Yep. Concrobium (home depot, etc) is TSP based with a binding agent, so itll hang on for a while. Oil over top after letting product dry.

Keep it out of the humidity. You can always control it if you have proper exhaust vents throughout the home (kitch bath,etc)


----------



## knight_yyz (Mar 14, 2015)

If it is mould and it is in the pores of the wood, the mould will just grow back again, especially if the room is humid. You have to kill all the mould not just wipe off the excess. I don't think lemon oil is acidic enough to clean mould. It's why I suggested diluted vinegar. Even diluted though, vinegar is not the best thing to put on your fretboard


----------



## laristotle (Aug 29, 2019)

Budda said:


> Take a toothbrush to it and oil it after.

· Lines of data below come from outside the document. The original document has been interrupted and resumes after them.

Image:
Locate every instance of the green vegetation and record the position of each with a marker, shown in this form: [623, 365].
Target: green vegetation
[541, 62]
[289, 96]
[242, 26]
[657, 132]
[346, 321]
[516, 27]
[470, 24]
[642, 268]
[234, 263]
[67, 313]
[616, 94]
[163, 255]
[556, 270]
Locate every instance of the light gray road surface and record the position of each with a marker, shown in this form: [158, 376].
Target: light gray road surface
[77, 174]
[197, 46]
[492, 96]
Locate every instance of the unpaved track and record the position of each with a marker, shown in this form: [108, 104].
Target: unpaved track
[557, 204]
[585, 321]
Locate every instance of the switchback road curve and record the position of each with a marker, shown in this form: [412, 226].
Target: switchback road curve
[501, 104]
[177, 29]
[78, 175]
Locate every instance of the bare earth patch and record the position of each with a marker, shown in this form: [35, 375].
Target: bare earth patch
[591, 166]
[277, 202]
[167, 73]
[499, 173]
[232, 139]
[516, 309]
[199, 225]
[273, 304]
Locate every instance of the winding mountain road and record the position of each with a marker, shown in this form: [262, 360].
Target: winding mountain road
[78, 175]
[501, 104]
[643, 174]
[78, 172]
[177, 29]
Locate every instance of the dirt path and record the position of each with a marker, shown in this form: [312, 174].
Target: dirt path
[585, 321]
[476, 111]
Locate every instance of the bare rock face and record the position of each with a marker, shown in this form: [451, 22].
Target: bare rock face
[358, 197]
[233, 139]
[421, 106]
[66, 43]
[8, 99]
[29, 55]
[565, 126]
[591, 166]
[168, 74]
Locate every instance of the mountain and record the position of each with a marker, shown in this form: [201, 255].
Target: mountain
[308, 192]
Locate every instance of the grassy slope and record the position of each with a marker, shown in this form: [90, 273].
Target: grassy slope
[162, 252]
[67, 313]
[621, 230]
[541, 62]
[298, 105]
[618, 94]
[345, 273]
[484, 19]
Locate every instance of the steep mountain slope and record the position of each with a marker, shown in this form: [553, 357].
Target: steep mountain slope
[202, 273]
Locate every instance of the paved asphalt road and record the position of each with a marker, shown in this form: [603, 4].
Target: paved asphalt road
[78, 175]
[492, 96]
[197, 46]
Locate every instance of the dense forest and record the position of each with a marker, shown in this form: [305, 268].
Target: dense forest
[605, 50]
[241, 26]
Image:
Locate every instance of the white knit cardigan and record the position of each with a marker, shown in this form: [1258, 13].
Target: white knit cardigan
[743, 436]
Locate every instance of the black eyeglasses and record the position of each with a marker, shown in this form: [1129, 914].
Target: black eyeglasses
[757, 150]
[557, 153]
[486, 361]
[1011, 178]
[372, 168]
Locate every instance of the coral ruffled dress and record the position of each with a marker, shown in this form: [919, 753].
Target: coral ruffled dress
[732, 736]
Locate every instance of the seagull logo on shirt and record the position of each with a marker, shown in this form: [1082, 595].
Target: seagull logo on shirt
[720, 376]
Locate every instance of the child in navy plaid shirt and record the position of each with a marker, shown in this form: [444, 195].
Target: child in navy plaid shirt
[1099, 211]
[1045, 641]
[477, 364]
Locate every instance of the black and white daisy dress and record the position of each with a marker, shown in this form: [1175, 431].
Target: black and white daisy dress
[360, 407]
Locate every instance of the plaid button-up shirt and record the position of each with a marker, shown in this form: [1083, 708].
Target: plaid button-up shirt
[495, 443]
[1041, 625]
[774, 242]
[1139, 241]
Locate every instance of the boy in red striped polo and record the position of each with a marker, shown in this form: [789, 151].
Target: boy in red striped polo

Looks to me like years of dirt/crud that never was properly cleaned over the years.
Budda's suggestion is the first/easiest thing to do.


----------



## loudtubeamps (Feb 2, 2012)

My 2 cents.....I've seen this look before.
It's a possibility that someone used a wax / polish on the bare wood that is intended for use on sealed finishes only.
Believe it or not, brake cleaner is a very good and safe product.
I go through a can every couple of months for cleaning a variety of surfaces including lacquer and plastics.
( Always wise to do a test area first.)
If the white reappears after your cleaning and conditioning, I would not hesitate using the brake cleaner & toothbrush to try and remove the (wax) residue.
Do one section and see if the white re-appears, the cleaner dries in seconds so it won't take long to figure out if it works...or not.
Once the residue has been removed then condition with oil...lemon, coconut ,almond, etc:


----------



## loudtubeamps (Feb 2, 2012)

I just had another look at your pics.....looks like there is a white powder on the edges of the body near the neck as well??
As mentioned earlier...proximity to drywall dust or those ultrasonic humidifiers that can produce mineral deposit dust??
Keep us posted.....


----------



## JBFairthorne (Oct 11, 2014)

Overthinking things. Clean it. Oil it with a suitable product. Repeat as required. Move on with your life and accept that you may never know exactly what the white material was.


----------



## jfd986 (Nov 22, 2010)

player99 said:


> What type and brand of lemon oil?
> -


I think it was just called Dunlop 65 lemon oil or something like that. 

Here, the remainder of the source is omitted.